The streaming multiprocessor is the core architectural element of the GPU. More SMs means faster GPUs & vice versa. The architectural diagrams on this page are describing a specific generation of the streaming multiprocessor architecture. SMs are composed of cores, so the higher the core count, the more SMs a device contains. The simplest way to increase performance is to add more SMs.

 

Streaming Multiprocessor Architectures


Kepler

Kepler GPUs, CC3.5, have 192 SP units (cores). Single percision units perform floating point multiplications & additions on 32b data. Double percision units do the same on 64b data. A GPU core does less than an ALU. The closest analog for a processor core in a GPU is the streaming multiprocessor. GPUs are basically load/store architectures, they load data into cores, calculate in the registers & store it back to shared & global memory. Kepler’s have 4 warp schedulers which are dual-issue capable, i.e. issue 2 adjacent instructions in a single clock cycle. They are instruction dispatchers at the SM level. Newer iterations will have more SMXs & memory, e.g. K20: 13 SMX’s & 5GB.

kepler-gpu-architecture.png

Maxwell to Pascal

Compute Capability, CC5.2 for Maxwell & CC6.1 for Pascal. The ratio of SP to DP throughput is an in important distinction between generations of GPU architectures. From Kepler to Maxwell & Pascal, this ratio increased, the newer generations having less DP units (Kepler: 1to3). M40, P40, P4 architectures are from the Maxwell & Pascal generation of architectures. They had ~twice as many SMs & ~2-4 times as much memory as the Kepler generation.

maxwell-pascal-gpu-architectures.png

Pascal to Volta

Pascal CC6.0 & Volta CC7.0 added FP16 capability which were twice as fast as SP operations. Tensor cores were also added which have instructions to do matrix*matrix multiplication. Tensor cores gave a 5-10x speedup for matrix operations. P100 & V100: ~50-80SMs & 16-32GB of memory.

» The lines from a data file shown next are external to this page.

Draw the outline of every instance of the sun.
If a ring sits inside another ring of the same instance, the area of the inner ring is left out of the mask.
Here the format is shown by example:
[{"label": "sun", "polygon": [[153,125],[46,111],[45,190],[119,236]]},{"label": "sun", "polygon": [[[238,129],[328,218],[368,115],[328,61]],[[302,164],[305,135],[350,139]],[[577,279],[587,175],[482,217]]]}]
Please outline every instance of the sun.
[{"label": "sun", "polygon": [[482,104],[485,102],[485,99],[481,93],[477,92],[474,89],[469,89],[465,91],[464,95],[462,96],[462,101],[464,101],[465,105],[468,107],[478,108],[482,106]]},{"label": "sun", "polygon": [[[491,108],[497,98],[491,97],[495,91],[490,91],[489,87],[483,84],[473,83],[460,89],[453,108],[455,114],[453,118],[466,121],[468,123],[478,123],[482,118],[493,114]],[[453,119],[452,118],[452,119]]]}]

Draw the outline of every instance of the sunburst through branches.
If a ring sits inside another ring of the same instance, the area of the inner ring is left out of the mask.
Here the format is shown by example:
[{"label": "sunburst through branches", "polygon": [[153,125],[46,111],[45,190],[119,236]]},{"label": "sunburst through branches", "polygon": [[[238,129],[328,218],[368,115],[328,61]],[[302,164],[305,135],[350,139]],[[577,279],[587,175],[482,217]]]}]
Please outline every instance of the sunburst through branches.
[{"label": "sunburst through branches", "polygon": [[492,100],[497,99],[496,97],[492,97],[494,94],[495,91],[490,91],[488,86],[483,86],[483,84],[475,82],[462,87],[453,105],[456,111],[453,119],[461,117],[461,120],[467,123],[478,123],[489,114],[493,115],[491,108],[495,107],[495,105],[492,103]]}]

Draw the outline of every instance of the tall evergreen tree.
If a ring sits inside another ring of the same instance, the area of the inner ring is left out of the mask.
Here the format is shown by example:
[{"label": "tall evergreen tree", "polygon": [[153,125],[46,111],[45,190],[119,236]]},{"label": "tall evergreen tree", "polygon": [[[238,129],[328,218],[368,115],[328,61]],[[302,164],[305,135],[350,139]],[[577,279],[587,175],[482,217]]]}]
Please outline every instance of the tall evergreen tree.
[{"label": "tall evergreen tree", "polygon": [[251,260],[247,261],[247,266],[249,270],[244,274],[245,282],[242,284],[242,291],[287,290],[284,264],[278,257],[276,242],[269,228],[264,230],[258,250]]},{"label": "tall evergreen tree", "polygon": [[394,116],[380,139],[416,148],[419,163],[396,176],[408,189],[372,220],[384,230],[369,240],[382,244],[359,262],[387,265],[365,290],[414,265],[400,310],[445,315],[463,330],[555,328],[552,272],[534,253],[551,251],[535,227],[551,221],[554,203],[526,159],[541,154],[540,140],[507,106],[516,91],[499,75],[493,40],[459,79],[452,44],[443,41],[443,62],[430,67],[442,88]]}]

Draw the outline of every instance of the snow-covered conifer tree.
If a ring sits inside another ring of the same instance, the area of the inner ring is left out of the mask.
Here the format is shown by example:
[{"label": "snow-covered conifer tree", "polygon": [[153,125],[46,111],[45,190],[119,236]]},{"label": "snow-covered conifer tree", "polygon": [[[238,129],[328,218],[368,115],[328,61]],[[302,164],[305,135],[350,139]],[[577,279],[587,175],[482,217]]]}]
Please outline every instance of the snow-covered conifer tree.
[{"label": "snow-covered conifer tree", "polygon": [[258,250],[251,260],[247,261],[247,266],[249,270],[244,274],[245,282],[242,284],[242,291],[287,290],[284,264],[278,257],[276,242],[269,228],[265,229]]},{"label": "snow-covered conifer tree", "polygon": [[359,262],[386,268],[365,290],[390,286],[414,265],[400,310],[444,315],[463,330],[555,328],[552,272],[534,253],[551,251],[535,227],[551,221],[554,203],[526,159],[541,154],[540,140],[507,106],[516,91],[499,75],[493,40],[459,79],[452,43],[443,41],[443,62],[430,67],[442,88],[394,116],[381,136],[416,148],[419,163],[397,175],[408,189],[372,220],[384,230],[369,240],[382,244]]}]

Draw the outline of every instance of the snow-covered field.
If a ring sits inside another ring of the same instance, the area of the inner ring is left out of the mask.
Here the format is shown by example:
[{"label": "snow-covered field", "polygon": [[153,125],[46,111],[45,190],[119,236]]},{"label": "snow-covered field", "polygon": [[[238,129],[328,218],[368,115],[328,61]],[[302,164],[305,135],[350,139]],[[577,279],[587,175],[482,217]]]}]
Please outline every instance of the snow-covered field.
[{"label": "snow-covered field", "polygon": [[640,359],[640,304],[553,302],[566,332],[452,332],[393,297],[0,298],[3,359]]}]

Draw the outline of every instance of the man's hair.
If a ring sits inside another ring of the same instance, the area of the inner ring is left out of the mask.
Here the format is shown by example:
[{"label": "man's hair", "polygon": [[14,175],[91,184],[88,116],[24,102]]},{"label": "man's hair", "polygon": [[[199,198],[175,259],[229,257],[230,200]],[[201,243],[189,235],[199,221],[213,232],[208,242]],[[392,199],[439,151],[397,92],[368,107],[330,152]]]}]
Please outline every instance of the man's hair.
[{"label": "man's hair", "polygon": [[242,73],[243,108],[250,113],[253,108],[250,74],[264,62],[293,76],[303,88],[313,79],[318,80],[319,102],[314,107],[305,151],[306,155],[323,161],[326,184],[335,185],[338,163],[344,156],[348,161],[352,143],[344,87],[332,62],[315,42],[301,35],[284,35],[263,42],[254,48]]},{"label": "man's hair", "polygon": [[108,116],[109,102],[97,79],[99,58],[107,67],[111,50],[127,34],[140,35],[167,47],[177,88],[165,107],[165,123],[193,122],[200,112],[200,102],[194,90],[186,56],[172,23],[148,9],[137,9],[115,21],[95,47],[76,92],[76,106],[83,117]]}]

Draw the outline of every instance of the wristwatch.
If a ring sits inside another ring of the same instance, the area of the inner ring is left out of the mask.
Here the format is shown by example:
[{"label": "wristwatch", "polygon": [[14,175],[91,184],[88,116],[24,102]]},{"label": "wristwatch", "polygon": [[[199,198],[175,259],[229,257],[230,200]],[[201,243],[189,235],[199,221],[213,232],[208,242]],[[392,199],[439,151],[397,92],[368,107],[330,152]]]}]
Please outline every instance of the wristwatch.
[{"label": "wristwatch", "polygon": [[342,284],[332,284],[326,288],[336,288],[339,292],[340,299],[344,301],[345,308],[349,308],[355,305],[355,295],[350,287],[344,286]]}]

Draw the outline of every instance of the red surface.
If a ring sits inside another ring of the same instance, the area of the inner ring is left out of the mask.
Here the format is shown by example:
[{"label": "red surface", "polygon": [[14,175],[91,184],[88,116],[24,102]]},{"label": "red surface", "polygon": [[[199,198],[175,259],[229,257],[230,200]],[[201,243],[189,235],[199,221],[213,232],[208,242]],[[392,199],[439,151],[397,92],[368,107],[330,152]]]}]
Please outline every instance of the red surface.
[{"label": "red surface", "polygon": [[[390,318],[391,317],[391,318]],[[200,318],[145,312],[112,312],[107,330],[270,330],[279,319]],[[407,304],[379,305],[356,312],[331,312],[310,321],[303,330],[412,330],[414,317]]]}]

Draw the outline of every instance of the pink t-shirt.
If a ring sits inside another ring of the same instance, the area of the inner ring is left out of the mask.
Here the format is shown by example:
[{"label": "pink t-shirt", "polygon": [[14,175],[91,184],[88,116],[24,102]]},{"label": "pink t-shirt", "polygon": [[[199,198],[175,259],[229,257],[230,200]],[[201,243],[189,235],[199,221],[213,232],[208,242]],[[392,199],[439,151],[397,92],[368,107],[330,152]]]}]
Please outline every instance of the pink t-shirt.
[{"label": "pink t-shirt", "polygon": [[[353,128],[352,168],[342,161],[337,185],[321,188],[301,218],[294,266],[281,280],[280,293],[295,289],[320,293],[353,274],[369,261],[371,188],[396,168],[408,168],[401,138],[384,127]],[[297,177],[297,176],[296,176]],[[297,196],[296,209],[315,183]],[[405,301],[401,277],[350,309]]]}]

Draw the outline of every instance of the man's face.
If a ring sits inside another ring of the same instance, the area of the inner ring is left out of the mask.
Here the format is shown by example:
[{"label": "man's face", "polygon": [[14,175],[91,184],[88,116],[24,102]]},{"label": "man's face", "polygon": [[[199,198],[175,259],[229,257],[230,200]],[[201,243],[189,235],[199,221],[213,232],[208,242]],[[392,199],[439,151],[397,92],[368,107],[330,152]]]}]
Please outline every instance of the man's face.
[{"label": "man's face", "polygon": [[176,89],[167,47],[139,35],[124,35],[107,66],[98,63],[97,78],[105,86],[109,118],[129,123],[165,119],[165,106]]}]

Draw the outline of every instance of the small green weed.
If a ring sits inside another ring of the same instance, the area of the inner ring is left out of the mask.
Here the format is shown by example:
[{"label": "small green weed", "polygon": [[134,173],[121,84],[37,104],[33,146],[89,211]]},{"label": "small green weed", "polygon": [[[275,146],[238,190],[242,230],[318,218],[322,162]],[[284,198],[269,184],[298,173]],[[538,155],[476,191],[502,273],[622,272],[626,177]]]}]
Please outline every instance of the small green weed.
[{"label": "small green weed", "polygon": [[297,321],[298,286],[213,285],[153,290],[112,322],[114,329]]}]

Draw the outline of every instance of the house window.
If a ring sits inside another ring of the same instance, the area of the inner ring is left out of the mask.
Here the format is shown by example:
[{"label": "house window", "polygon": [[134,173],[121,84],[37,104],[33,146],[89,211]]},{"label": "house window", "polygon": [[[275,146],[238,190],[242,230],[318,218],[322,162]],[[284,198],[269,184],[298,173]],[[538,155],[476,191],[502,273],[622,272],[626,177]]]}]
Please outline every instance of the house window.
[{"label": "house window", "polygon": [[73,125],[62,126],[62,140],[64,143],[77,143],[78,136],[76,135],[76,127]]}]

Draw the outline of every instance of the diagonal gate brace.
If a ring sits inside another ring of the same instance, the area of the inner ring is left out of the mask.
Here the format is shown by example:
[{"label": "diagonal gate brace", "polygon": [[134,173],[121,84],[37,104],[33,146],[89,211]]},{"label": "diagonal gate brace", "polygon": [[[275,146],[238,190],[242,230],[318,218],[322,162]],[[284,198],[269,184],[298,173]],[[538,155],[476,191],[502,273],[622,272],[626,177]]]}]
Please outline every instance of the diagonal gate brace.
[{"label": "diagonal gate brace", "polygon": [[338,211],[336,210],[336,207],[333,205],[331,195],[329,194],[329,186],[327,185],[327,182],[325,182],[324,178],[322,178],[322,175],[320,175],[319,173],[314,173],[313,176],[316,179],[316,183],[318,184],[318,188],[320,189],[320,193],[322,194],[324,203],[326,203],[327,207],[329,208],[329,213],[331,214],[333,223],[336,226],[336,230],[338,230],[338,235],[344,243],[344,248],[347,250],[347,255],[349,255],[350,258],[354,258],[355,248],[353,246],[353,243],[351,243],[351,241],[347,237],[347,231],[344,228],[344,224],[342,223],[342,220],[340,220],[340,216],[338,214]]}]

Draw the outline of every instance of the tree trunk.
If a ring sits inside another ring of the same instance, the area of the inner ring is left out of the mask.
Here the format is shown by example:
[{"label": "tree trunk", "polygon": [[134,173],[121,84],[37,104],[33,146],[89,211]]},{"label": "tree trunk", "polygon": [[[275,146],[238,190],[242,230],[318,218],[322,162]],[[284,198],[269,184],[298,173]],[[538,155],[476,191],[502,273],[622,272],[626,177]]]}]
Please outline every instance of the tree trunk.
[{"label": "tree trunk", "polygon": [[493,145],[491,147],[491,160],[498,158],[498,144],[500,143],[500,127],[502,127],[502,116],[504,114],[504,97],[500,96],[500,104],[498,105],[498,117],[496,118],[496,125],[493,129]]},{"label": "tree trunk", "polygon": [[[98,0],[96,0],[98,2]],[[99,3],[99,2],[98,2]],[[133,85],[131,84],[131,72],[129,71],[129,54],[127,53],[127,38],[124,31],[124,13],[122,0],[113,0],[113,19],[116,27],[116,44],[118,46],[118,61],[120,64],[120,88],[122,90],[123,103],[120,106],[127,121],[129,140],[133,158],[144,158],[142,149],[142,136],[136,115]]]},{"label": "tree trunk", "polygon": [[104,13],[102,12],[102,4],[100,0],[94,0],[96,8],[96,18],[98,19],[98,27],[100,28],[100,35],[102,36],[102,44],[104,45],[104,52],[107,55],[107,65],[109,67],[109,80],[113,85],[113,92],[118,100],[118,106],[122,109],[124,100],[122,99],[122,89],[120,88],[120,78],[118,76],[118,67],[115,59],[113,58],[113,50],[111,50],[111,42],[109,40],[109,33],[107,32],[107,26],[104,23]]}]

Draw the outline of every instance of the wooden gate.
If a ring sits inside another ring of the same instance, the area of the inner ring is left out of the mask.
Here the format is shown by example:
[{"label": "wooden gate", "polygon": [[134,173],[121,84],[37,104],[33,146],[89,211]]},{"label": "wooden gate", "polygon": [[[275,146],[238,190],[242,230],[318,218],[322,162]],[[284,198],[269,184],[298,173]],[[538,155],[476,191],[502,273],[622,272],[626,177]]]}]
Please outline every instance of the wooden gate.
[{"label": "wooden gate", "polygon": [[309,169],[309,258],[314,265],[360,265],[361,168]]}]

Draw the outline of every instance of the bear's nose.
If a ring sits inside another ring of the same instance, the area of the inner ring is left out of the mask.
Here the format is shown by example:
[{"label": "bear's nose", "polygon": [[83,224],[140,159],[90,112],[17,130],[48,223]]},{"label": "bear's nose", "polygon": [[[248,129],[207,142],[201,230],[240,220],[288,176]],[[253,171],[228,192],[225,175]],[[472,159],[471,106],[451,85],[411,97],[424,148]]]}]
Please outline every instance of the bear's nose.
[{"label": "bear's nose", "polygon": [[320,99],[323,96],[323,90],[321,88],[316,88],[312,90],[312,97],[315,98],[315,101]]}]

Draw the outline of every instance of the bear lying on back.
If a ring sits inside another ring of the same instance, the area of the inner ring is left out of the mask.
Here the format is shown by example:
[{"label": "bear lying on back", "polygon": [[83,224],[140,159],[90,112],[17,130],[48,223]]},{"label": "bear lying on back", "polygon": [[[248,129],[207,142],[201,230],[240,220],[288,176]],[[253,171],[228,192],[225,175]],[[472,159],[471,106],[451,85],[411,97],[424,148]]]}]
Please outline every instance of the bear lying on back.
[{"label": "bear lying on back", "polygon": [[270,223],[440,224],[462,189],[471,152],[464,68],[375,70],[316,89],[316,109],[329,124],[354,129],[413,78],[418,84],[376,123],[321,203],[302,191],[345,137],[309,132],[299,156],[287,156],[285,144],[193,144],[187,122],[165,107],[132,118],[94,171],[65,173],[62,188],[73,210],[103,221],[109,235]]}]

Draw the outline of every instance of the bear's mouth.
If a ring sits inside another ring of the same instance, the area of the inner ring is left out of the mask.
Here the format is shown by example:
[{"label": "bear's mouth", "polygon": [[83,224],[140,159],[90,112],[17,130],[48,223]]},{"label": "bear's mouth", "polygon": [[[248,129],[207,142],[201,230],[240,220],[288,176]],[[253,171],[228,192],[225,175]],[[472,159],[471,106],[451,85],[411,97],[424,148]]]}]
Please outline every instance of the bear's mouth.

pascal-volta-architectures.png

Turing

Jetson

Jetson is a ==system on a chip= environment in which the GPU & the host share exactly the same DRAM memory. The whole idea of memory allocation is different, i.e. there is only one allocation. Managed|Unified memory handles this case as well.

 

GPU Execution Model


SMs are analogous to multiprocessors which are the hardware equivalent of thread blocks. To take advantage of multiple SMs, we need multiple thread blocks which are bound to one SM. gpu-execution-model.png

A warp is equal to 32 threads. A thread block can have many warps. Instructions are issued at the warp level. This means that each instruction is executed in lock-step by 32 threads at a time.

Launch Configuration

The launch configuration specifies how many threads the grid has in it & how many blocks those threads reside in, i.e. it specifies the number of blocks & the number of threads per block.